GeneGnome used for Seven Years at Top Pharmacology Department To Help Study Proteins Associated with Cell Signalling

Syngene is delighted to announce its GeneGnome chemiluminescence imaging system has been used by scientists at the UK’s University of Cambridge for seven years to help understand how proteins in cell signalling are expressed.

Researchers in the Department of Pharmacology at the University of Cambridge are using a GeneGnome dedicated chemiluminescence imager to analyse proteins on Western blots stained with SuperSignal or ECL™. The information from the blots is helping to determine how the receptor proteins are regulated and its aim is to lead to a better understanding of the role of receptor proteins in aspects of cellular activity as varied as programmed cell death and muscle contraction.
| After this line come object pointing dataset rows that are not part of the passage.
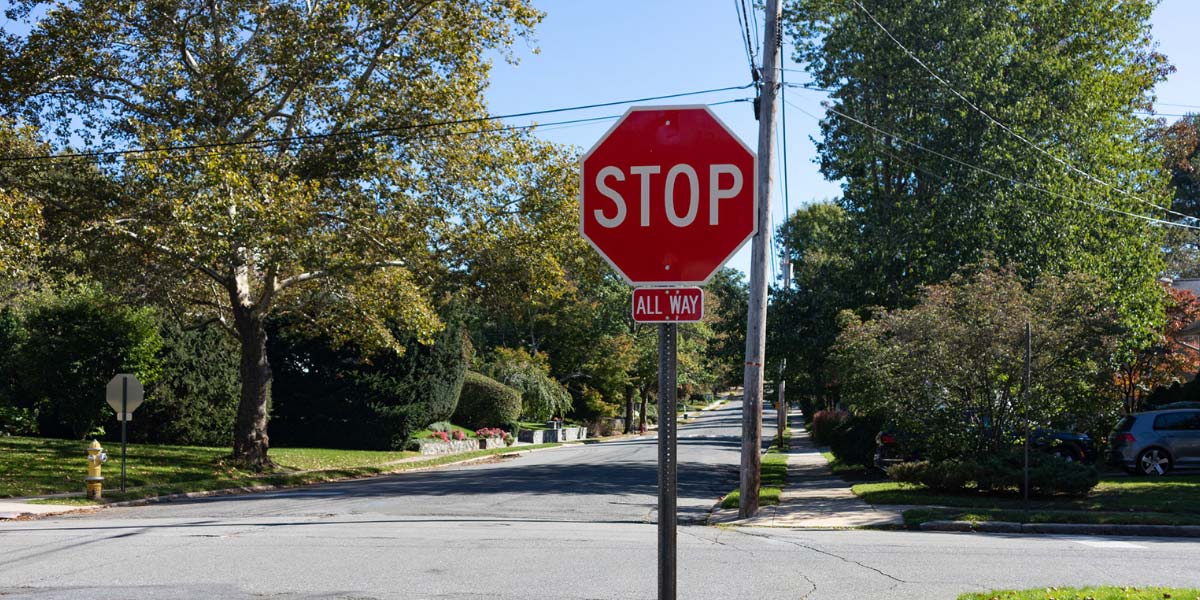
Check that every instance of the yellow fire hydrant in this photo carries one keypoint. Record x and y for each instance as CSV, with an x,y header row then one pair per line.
x,y
95,481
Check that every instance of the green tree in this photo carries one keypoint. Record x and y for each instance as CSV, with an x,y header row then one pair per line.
x,y
325,223
75,341
1181,161
949,371
349,396
1068,77
726,301
820,241
195,399
541,396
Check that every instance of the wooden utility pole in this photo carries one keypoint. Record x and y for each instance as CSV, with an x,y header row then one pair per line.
x,y
756,319
781,407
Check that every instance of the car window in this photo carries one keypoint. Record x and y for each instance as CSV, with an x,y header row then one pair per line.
x,y
1193,421
1173,421
1126,424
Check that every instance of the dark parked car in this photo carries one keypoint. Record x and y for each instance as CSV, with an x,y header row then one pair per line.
x,y
1071,447
1155,442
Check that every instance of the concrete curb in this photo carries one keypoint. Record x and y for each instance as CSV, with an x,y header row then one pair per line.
x,y
249,490
1149,531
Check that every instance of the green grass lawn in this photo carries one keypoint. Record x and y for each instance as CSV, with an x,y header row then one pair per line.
x,y
916,516
39,466
774,478
1174,493
1102,593
1116,501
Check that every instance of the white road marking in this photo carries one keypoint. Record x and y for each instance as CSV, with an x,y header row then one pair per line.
x,y
1110,544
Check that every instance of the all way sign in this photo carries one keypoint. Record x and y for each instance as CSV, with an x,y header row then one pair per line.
x,y
669,305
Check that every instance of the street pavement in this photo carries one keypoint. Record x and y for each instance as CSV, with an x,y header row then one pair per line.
x,y
564,523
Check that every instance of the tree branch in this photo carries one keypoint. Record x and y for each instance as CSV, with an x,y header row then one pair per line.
x,y
328,273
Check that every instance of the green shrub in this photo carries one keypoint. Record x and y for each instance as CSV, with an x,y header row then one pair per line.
x,y
75,341
343,397
486,402
852,441
195,400
823,424
1049,475
942,475
541,395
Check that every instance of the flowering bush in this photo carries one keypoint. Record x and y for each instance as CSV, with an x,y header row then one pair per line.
x,y
491,432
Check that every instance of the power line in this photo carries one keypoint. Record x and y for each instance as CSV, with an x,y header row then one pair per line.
x,y
996,175
1006,127
739,7
354,133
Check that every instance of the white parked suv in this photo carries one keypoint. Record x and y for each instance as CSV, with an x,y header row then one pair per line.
x,y
1155,442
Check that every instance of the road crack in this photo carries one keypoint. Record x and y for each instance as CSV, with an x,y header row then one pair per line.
x,y
819,551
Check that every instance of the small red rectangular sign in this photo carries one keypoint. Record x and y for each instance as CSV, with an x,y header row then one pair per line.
x,y
669,305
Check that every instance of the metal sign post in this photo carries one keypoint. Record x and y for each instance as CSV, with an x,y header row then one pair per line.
x,y
124,393
667,461
125,400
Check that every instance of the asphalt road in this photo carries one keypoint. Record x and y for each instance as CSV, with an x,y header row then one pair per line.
x,y
567,523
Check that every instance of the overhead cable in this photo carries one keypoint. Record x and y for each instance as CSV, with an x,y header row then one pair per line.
x,y
993,174
353,133
1006,127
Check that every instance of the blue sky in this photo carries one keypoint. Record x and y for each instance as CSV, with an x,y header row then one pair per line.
x,y
599,51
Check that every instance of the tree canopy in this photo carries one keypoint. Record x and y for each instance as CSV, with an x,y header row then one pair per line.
x,y
313,130
1025,145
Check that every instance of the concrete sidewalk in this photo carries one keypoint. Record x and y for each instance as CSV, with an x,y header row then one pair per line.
x,y
11,509
814,497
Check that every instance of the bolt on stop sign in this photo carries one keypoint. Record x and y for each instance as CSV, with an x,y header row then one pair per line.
x,y
669,195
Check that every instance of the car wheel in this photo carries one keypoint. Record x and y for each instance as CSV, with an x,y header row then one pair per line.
x,y
1153,461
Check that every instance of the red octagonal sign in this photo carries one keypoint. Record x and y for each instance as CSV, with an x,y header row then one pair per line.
x,y
669,195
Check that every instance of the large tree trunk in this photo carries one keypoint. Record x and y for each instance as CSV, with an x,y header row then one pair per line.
x,y
641,418
250,442
630,391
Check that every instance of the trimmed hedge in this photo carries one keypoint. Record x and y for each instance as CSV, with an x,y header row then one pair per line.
x,y
486,402
72,341
823,424
852,441
1049,474
195,401
331,396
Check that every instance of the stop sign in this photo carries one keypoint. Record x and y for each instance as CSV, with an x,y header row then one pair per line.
x,y
669,195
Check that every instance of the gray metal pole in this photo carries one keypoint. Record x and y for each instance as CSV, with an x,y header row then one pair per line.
x,y
125,418
1029,352
781,414
667,461
756,316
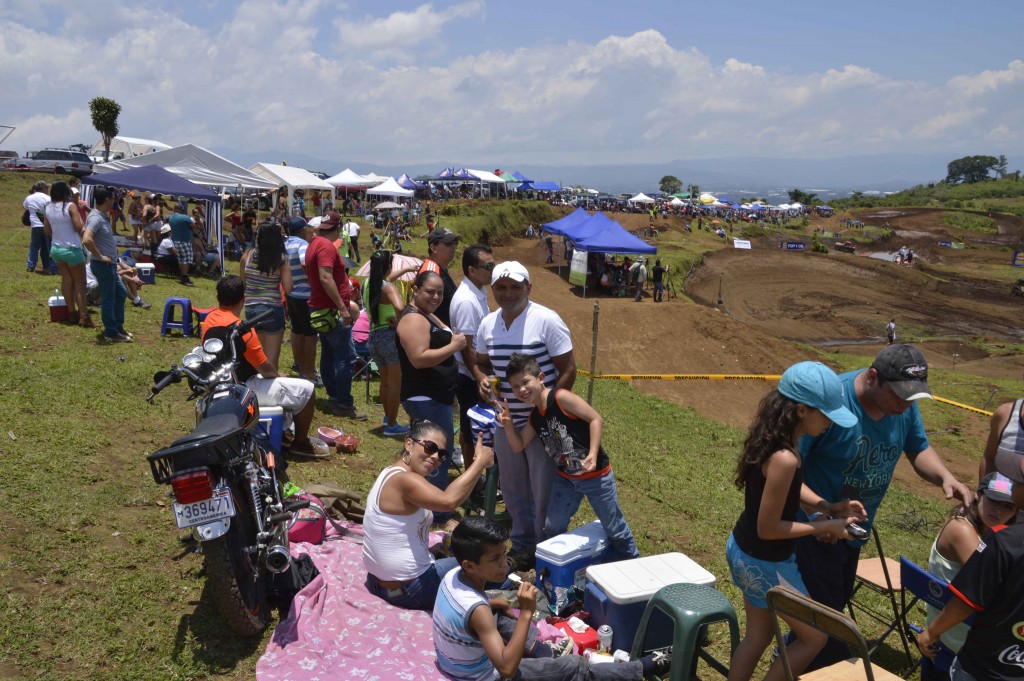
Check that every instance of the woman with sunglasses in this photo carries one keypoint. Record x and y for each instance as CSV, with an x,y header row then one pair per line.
x,y
400,568
426,353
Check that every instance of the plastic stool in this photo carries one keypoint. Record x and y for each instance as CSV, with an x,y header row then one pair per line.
x,y
183,323
692,607
201,313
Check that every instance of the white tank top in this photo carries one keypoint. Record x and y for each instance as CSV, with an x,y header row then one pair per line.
x,y
64,228
394,547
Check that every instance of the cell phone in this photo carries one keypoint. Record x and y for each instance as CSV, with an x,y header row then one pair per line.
x,y
856,530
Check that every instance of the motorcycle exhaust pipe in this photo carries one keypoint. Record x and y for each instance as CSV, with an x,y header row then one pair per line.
x,y
278,559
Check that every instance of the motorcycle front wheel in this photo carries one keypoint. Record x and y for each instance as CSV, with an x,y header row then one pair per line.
x,y
238,583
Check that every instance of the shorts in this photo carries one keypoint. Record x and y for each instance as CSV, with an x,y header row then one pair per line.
x,y
755,577
271,325
70,255
383,346
184,252
298,312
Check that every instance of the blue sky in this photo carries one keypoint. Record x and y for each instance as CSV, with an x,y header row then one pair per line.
x,y
492,84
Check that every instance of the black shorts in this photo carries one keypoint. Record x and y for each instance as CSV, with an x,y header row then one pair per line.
x,y
298,312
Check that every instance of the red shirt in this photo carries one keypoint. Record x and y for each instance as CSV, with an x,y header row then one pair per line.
x,y
322,253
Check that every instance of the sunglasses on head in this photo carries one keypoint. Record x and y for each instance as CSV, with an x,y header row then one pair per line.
x,y
431,449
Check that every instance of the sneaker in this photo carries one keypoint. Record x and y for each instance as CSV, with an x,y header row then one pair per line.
x,y
347,412
561,648
657,664
396,430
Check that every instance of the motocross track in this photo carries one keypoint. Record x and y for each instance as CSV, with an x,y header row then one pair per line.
x,y
773,299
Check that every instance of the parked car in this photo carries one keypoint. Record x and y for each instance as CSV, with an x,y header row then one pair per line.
x,y
61,161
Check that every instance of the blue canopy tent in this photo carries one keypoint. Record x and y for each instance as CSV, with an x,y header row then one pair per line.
x,y
558,226
159,180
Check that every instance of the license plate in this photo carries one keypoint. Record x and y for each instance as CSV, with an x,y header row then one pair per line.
x,y
199,513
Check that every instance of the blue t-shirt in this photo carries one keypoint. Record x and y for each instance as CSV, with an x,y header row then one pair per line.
x,y
858,463
180,227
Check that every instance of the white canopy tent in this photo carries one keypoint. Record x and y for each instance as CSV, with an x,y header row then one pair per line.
x,y
127,147
389,187
290,177
196,165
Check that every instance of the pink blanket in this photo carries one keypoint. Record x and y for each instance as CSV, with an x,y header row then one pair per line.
x,y
337,631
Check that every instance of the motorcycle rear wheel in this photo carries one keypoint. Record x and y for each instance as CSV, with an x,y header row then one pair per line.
x,y
238,583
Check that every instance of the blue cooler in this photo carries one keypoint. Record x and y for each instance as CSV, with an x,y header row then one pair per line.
x,y
562,562
271,422
616,595
146,271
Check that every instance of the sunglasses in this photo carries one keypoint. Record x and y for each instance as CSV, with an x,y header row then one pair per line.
x,y
431,449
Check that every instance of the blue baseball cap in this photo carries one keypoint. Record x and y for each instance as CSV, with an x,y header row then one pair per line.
x,y
815,385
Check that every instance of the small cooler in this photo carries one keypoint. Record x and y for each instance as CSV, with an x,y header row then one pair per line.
x,y
146,272
617,593
562,561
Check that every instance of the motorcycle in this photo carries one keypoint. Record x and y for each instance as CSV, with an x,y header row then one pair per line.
x,y
224,482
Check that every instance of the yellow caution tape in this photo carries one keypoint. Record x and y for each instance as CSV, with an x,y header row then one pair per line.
x,y
738,377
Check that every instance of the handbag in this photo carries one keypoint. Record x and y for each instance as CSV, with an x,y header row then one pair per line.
x,y
324,321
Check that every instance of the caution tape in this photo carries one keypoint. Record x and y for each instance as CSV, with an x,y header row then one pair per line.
x,y
739,377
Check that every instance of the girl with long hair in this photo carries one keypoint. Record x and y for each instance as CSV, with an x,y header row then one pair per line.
x,y
760,550
62,225
384,304
265,271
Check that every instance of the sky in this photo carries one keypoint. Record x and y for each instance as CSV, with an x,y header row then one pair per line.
x,y
492,84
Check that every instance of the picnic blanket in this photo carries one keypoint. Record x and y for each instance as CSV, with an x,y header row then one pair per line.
x,y
338,631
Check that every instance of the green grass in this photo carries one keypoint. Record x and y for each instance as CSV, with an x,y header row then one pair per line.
x,y
94,580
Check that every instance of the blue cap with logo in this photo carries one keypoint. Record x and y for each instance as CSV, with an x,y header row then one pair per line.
x,y
815,385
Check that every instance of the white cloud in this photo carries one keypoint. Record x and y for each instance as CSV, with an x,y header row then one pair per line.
x,y
310,77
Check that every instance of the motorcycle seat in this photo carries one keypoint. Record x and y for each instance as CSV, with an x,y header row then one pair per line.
x,y
211,429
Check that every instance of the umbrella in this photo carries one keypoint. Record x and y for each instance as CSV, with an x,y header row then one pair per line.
x,y
397,262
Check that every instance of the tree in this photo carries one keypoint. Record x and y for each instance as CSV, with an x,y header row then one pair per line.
x,y
671,184
801,197
971,169
104,120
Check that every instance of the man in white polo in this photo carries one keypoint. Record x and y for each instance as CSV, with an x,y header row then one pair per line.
x,y
526,328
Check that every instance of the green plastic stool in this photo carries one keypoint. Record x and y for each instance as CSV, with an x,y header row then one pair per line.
x,y
692,607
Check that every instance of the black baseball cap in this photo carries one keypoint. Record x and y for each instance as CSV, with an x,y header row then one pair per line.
x,y
905,370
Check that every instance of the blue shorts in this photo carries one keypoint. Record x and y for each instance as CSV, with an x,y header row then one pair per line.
x,y
755,577
271,325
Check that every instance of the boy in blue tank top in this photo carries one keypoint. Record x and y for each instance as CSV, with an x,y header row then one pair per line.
x,y
570,431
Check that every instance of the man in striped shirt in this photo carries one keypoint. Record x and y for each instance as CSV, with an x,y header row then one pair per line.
x,y
519,326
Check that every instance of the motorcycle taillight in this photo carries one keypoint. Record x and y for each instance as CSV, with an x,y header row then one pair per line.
x,y
193,485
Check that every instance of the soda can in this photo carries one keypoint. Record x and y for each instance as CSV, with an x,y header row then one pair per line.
x,y
604,638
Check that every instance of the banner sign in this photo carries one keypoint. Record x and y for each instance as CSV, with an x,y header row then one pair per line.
x,y
578,269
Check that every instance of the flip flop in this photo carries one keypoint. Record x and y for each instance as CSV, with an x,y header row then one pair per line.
x,y
312,449
329,435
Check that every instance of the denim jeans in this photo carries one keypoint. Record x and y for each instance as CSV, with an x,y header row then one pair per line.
x,y
418,594
525,479
337,356
39,248
435,412
576,668
600,492
112,296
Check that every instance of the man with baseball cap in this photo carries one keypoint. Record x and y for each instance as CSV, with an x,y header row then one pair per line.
x,y
441,245
331,290
519,326
858,464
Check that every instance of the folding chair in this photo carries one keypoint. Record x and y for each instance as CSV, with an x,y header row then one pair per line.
x,y
881,576
929,589
798,606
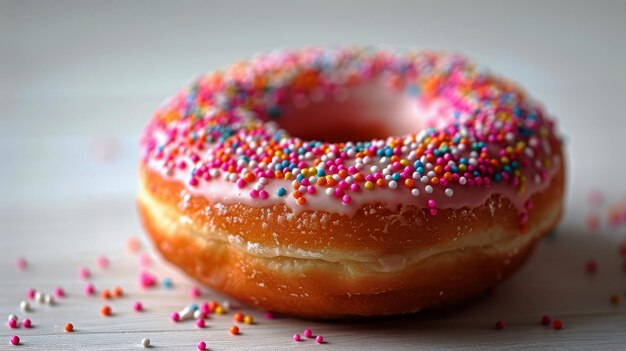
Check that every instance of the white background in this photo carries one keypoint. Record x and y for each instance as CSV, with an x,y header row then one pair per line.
x,y
81,78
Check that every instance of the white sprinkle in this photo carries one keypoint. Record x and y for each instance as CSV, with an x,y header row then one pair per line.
x,y
145,342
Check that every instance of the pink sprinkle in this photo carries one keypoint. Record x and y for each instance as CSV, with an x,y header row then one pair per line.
x,y
145,260
346,199
146,279
175,317
31,293
195,292
137,306
84,273
89,289
102,262
21,263
59,292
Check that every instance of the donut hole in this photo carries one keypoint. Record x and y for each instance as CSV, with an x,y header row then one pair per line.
x,y
360,113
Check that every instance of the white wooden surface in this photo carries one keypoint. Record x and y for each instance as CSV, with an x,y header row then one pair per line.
x,y
78,80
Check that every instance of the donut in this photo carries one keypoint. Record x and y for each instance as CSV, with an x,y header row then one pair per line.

Dr Emily Taylor, Laboratory Manager in the Department of Pharmacology commented: “We have had the GeneGnome for seven years and we chose to install this system because we knew Syngene had a good reputation for service. Since the GeneGnome only does one thing, it is easy to operate and even when you have different sized blots, it will automatically focus the blot image for you. We have detected large membrane proteins of 260 KDa and visualised nanogram amounts of protein, so it has plenty of sensitivity for our work.”

Laura Sullivan, Syngene’s Divisional Manager, added: “We are delighted to see our GeneGnome contributing to an understanding of protein expression in cell signalling. Having scientists at a top pharmacology department use our GeneGnome so regularly for seven years is a testament to the system’s robust, reliable performance.”